Así como antes, contra toda evidencia, esas prácticas antidemocráticas y ominosas se negaban, el nuevo grupo en el poder se conduce de igual manera. Es por ello que inventó un gigantesco ejercicio de simulación para darle visos democráticos a esa costosa farsa, en la que seis “corcholatas” −como despectivamente se les llama, y ellas aceptan con gusto que así se les diga− fingen competir por la candidatura presidencial de Morena en 2024, a sabiendas de que la decisión de López Obrador al respecto ya está tomada. ¿O serán tan ingenuos que supongan lo contrario?

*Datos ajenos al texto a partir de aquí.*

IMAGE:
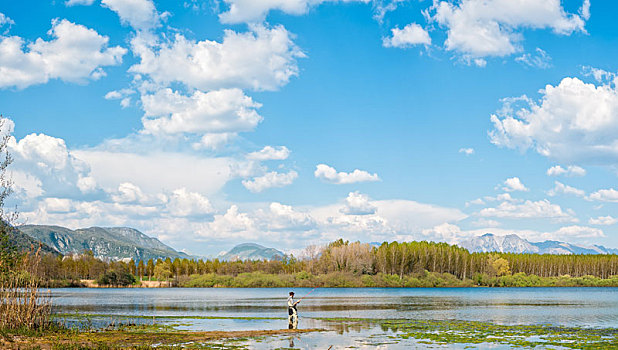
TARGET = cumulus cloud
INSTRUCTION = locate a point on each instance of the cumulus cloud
(256, 11)
(574, 121)
(285, 217)
(75, 54)
(44, 165)
(4, 19)
(185, 203)
(270, 153)
(270, 180)
(145, 170)
(528, 209)
(231, 224)
(214, 141)
(561, 188)
(78, 2)
(514, 184)
(260, 59)
(478, 28)
(410, 35)
(467, 151)
(220, 111)
(603, 220)
(358, 204)
(139, 14)
(540, 60)
(571, 170)
(329, 174)
(605, 195)
(579, 232)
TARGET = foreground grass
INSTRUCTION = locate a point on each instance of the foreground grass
(136, 337)
(472, 332)
(424, 279)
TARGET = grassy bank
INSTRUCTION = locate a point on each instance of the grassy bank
(428, 333)
(426, 279)
(135, 337)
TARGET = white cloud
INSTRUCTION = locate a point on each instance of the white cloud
(219, 111)
(561, 188)
(479, 28)
(139, 14)
(74, 54)
(571, 170)
(270, 153)
(514, 184)
(540, 60)
(214, 141)
(270, 180)
(173, 170)
(261, 59)
(573, 121)
(44, 164)
(410, 35)
(329, 174)
(358, 204)
(603, 220)
(579, 232)
(284, 217)
(78, 2)
(57, 205)
(478, 201)
(605, 195)
(232, 224)
(185, 203)
(129, 193)
(467, 151)
(256, 10)
(4, 19)
(527, 209)
(482, 222)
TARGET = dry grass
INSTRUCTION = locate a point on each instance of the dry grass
(22, 304)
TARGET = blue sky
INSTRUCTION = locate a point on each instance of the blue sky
(296, 122)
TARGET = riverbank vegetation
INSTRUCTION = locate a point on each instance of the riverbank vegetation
(345, 264)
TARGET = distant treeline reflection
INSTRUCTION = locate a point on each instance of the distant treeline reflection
(346, 264)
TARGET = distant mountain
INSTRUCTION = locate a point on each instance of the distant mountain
(515, 244)
(251, 251)
(108, 243)
(23, 243)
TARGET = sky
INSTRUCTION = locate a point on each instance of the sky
(208, 123)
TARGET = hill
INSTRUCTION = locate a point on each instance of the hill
(251, 251)
(107, 243)
(515, 244)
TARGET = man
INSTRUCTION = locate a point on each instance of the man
(292, 312)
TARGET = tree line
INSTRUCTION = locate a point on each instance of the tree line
(354, 258)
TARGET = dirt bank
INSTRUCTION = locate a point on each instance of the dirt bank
(131, 339)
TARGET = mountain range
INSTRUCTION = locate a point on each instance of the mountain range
(515, 244)
(108, 243)
(251, 251)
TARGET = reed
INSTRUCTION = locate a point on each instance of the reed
(22, 304)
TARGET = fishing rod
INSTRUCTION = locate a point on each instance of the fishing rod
(311, 291)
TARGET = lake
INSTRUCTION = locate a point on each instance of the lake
(240, 309)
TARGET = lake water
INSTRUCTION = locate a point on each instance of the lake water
(233, 309)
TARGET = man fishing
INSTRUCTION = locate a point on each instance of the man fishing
(292, 312)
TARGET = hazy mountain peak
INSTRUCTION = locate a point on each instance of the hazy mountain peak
(512, 243)
(114, 243)
(251, 251)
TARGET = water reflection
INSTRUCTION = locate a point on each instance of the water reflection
(588, 307)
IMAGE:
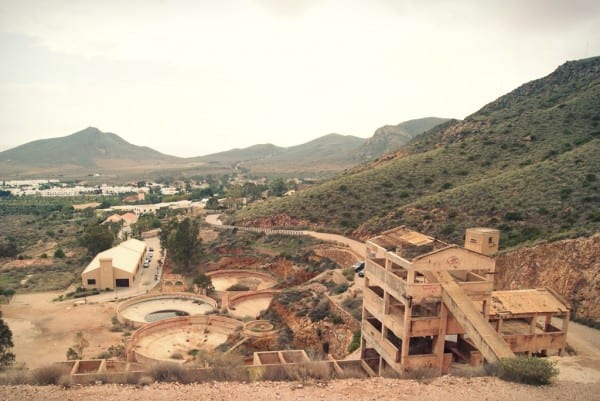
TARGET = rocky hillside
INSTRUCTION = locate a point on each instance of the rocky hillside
(570, 267)
(390, 138)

¿O creerán acaso que los mexicanos lo son como para tragarse tan enormes ruedas de molino? ¡Claro que no! Por ello debieron haberse ahorrado el gigantesco gasto que implicó la farsa que montaron desde mediados de junio para concluirla el próximo 6 de septiembre, a fin de hacerle suponer a la opinión pública que se trató de un ejercicio democrático. Nadie lo cree, como en su tiempo tampoco nadie, por más ingenuo o tonto que fuera, vio como algo ni remotamente democrático el proceso tapadismo-dedazo-destape-cargada.

Recorridos y visitas por todo el país de seis simuladores (o corcholatas) con comitivas y gastos de todo tipo, desde luego propagandísticos, con cargo al presupuesto (para empezar los 30 millones de pesos que oficial y públicamente les entregó Morena, procedentes obviamente del financiamiento público, que escasamente les habrán alcanzado para un día de precampaña), más las carretadas de recursos públicos, denunciados por al menos uno de ellos, debieron haber tenido mejor destino.

Hemos sido testigos de un brutal derroche de dinero gubernamental, en el mejor de los casos, o tal vez de otro origen igualmente ilícito, para montar una farsa que a nadie ha convencido, salvo a los que interesadamente afirmen lo contrario. De este sainete ya vendrá en el futuro algún “arqueólogo”, como Jorge Castañeda, que documente que en efecto fue una burda comedia, como todos nos dimos cuenta.